# switch i made



## Winston (Feb 1, 2013)

so i started out with one train and one track then I added another train and a track to it but needed something to be able to stop one train or both trains while i was building the track here is a simple switch I made to let me stop a train on the tracks







so now with one switch fliped on one train will go flip 2nd switch the 2nd train will go all off one mrc power pack. 

my question I am thinking about adding to my simple switch. I want to add two more switches to it for direction of the trains because my direction switch on my powerpack controls both trains as of now. but iam sort of unclear of what to do iam thinking of fliping the wires to the 2nd switch would that make it go in a diffrent. or would it just cut the power to the train as my first switch dose.

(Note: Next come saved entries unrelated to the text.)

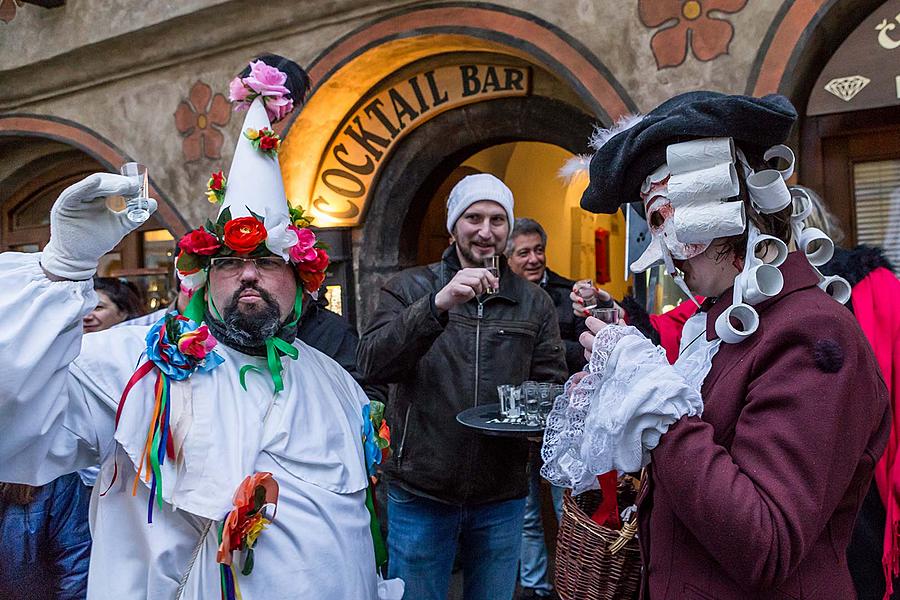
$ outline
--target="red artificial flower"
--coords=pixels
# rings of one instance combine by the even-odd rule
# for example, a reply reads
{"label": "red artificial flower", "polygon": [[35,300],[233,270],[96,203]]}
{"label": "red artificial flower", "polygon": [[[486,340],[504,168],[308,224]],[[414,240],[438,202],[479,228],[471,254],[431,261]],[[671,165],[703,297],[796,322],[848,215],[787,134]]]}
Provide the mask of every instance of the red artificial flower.
{"label": "red artificial flower", "polygon": [[181,238],[178,247],[188,254],[212,256],[219,251],[222,245],[216,236],[201,227]]}
{"label": "red artificial flower", "polygon": [[238,254],[256,250],[266,235],[266,228],[256,217],[238,217],[225,223],[225,245]]}
{"label": "red artificial flower", "polygon": [[297,264],[297,270],[301,273],[324,273],[328,268],[328,253],[322,248],[316,248],[316,257],[313,260]]}
{"label": "red artificial flower", "polygon": [[259,138],[259,149],[263,152],[270,152],[278,148],[278,138],[262,136]]}
{"label": "red artificial flower", "polygon": [[210,179],[209,189],[213,191],[218,191],[222,189],[222,184],[225,182],[225,173],[219,171],[218,173],[213,173],[212,178]]}
{"label": "red artificial flower", "polygon": [[303,287],[309,293],[318,291],[318,289],[322,287],[322,282],[325,281],[325,273],[307,273],[301,271],[299,275],[300,279],[303,281]]}

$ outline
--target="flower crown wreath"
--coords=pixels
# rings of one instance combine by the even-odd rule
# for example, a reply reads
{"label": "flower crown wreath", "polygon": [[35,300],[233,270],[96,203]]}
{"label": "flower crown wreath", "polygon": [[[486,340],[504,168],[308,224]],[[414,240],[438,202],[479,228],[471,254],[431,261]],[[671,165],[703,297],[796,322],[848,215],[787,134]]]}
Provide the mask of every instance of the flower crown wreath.
{"label": "flower crown wreath", "polygon": [[[285,227],[286,234],[296,235],[297,241],[287,248],[288,262],[296,269],[303,288],[314,293],[325,280],[329,262],[326,246],[309,229],[312,220],[302,208],[291,207],[289,211],[291,222]],[[267,245],[268,240],[263,217],[252,214],[232,219],[231,211],[226,208],[215,223],[207,220],[203,227],[194,229],[178,242],[175,266],[182,279],[191,282],[186,287],[197,289],[205,283],[206,272],[215,257],[240,254],[257,258],[279,254]]]}

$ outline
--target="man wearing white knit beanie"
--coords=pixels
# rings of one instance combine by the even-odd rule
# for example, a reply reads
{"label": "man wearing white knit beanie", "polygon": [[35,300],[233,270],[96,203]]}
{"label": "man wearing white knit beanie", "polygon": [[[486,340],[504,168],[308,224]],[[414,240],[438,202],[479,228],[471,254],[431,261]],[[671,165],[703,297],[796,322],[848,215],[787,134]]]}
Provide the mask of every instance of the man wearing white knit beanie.
{"label": "man wearing white knit beanie", "polygon": [[[404,580],[408,598],[446,598],[457,551],[465,600],[515,591],[527,442],[456,421],[463,410],[497,403],[498,385],[566,378],[553,301],[502,257],[512,222],[513,195],[502,181],[461,180],[447,199],[453,243],[440,262],[385,284],[360,338],[362,376],[391,384],[388,572]],[[501,257],[499,278],[484,268],[491,256]]]}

this is how i got it set up if you understand my crude drawing








one wire for one switch the switch is sliced in to the wire then the wire runs to the track when you flip the switch no power is going to the track flip it back on power to the track so how would i go about putting a direction switch to each of the tracks iam thinking about this to hard and its prob a easy solution to it i just haven;t sat down to mess with it all i know is i prob need to build me a bigger switch box if i plan on adding 2 more switches in to it for direction also thinking of getting a small dimmer switch to slow or speed up one of the trains so they run about the same speed. i think i will stick to one thing at a time for now tho


----------



## Winston (Feb 1, 2013)

well did a bit more research on it tonight and found I need a dpdt double pole double throw switch so I can change the polarity of a track well I will need 2 of them switches one for each track so neat o I guess. so hopefully i will have some time to mess around with it this weekend


----------



## Carl (Feb 19, 2012)

My first experience with dpdt switch is ..... make sure you wire it correctly or funny things happen


----------



## tjcruiser (Jan 10, 2010)

One of many 'net writeups on using a dpdt switch to reverse polarity ...

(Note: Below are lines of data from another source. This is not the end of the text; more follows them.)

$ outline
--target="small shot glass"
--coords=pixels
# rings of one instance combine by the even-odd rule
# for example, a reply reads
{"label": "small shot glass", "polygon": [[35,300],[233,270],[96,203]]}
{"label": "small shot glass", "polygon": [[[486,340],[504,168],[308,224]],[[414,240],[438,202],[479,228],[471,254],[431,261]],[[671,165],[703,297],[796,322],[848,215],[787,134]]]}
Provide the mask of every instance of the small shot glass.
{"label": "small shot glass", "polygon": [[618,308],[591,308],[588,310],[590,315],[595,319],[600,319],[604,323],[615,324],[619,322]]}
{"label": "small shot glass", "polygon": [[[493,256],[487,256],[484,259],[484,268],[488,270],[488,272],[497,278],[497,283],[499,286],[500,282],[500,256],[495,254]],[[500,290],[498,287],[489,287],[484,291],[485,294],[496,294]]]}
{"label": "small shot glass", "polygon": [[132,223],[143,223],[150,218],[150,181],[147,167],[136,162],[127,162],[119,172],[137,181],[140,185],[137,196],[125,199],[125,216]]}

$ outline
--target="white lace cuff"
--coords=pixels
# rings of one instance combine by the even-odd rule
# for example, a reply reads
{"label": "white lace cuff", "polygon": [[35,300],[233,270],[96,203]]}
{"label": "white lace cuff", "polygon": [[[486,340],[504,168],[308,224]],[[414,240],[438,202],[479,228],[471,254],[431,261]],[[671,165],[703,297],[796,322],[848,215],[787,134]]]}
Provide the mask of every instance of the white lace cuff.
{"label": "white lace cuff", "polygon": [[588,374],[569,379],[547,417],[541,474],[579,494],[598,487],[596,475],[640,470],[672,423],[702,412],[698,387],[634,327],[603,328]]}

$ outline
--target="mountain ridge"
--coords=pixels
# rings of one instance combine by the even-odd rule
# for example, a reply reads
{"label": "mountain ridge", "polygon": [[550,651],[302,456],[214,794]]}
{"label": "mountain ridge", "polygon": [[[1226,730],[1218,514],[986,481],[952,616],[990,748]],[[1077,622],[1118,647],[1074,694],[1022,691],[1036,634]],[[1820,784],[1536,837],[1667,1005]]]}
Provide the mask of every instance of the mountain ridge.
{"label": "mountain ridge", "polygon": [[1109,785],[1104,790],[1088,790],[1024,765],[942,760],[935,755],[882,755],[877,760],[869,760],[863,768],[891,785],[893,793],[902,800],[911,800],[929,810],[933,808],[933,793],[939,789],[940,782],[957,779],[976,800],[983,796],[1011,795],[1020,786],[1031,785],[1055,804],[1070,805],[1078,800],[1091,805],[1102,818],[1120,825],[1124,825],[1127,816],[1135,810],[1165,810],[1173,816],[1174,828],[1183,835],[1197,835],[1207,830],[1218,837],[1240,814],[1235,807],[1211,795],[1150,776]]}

http://www.1728.org/project2.htm

TJ


----------



## Carl (Feb 19, 2012)

Where were you when I needed that drawing? I knew it was wired wrong when smoke was coming from the switch.


----------



## Winston (Feb 1, 2013)

unfortunately I didn;t get a chance to mess with it yet 
but i did manage to make it to radio shack and pick up 2 dpdt switchs that oddly enuff the switch handle matches the switches I have all ready so it will look better when there all installed the switches will look the same. 

sounds sort of not what i want it to do carl with the smoke coming from the switch. Those switches do look funny to a comman guy with not electrical background. you look at it and your like what theres 6 places for wires. hows this work when my simple mind says you only need two poles for the wires to go to make it work. one for positive one for negative. 
tj cruiser i will be looking at that webpage you posted up there for sure when i go to hook it up and wire it in so my switches don;t smoke like carls. but the funny thing is i am thinking they still might smoke like carls because iam sure i will wire something backwards. 

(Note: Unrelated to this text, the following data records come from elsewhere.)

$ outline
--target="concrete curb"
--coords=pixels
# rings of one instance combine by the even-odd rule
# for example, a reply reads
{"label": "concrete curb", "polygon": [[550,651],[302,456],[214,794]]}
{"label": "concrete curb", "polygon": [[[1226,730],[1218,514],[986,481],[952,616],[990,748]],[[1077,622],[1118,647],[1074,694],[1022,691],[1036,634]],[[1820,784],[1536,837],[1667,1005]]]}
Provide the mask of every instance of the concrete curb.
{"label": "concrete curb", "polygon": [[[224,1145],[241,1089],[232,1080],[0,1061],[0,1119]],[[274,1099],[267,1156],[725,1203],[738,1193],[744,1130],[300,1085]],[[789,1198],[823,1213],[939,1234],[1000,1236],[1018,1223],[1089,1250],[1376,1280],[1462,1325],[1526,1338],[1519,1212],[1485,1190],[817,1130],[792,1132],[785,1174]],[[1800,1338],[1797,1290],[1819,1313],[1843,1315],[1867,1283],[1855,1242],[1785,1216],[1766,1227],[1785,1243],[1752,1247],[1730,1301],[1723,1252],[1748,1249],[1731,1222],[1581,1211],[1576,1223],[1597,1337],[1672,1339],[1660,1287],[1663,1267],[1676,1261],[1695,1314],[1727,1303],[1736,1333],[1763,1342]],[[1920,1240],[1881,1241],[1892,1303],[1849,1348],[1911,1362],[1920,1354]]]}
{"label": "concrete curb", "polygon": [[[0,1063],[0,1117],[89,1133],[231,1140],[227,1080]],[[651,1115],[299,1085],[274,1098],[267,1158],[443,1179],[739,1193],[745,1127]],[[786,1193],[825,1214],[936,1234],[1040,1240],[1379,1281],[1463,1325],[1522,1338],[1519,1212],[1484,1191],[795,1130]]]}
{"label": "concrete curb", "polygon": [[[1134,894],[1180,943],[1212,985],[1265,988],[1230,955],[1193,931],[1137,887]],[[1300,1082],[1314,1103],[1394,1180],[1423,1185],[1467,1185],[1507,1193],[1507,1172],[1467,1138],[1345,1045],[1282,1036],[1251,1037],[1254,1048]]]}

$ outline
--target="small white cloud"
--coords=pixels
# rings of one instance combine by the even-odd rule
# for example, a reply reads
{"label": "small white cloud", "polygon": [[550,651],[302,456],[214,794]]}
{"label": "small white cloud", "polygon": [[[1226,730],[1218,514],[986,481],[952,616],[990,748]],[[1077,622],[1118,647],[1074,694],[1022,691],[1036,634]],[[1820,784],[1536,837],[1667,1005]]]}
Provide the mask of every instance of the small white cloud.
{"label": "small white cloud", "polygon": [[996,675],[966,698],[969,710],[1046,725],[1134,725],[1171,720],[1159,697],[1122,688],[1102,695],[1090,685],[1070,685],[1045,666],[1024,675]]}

so what i need to do is after i get rid of this head cold i got that kept me from doing anything productive this weekend. then i can start making me a new wood box for my 4 switches. 2 for kill switches for the power to the trains and 2 for directional controls for them. 
i am also thinking of going back to radio shack to look and see if they have any small dimmer switches. so i can adjust the power to the trains slow them or speed them up. i know it would prob be just easy to buy another power pack to control the 2nd train on the 2nd track but i have already invested a little bit of money on the switches and have the wood in the shop to build the box, so why not plus its sort of neat i guess don;t know if a lot of yall build your own controls for your trains.


----------